In a bid to curb the rising number of older people afflicted with dementia, experts in the field of biomedicine are coming up with new breakthroughs that may help fight against the onset of Alzheimer's disease.
Recently, a study revealed that anti-aging genes can boost mental capacities of the elderly, but now, a latest research at the Washington University School of Medicine in St. Louis and the University of Pennsylvania claimed that anti-depressants can also be used in treating Alzheimer's disease, which accounts for roughly 50 to 80 percent of cases of dementia, the general term for memory loss.
A common anti-depressant drug known as citalopram, also known commercially as Celexa, is found to lessen the production of a protein called amyloid beta, which is largely responsible for the "plaques" clumping in the brain, a major triggering factor of Alzheimer's disease. These plaques can form at any age, but more often than not, they occur in people age 65 and up.
The discovery came after past researches about a kind of anti-depressant drug called selective serotonin reuptake inhibitors (SSRIs). Previous findings revealed that serotonin, or a chemical messenger in the brain, suppressed the production of amyloid beta. This led to a speculation whether the drugs could restrain Alzheimer's. The researchers could only find out.

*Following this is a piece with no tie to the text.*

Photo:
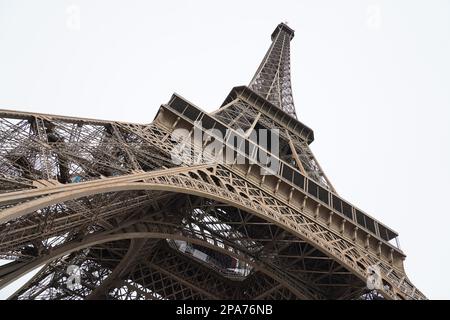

In the study, separate experiments were done in mice with Alzheimer's and humans with healthy brains.
In one experiment, the old mice were given citalopram, a variety of SSRI, and their brain plaques were monitored for 28 days using a two-photon imaging of Jin-Moo Lee, one of the authors of the study. What they found was promising. Citalopram not only halted the growth of the plaques already present in the mice's brain but it also reduced the buildup of new plaques by 78 percent.
Meanwhile, in the experiment with humans, 23 subjects belonging to the age group 18 to 50 were administered with a single dose of citalopram. When samples of spinal fluid were taken from them, it revealed a quick 37-percent decline in the production of amyloid beta within the 24 hours the drug was administered.
"Antidepressants appear to be significantly reducing amyloid beta production, and that's exciting," said John Cirrito, an assistant professor of neurology of Washington University and also one of the senior authors of the study. "But while antidepressants generally are well tolerated, they have risks and side effects. Until we can more definitively prove that these drugs help slow or stop Alzheimer's in humans, the risks aren't worth it. There is still much more work to do."
The latest findings, which came out in the Science Translational Medicine journal, could be key to a more accessible and economical treatment for Alzheimer's disease but the researchers warned that patients should not jump into buying citalopram immediately in order for them to slow down the buildup of the disease. After all, anti-depressants have side effects such as nausea, anxiety, diarrhea, constipation, and severe headaches.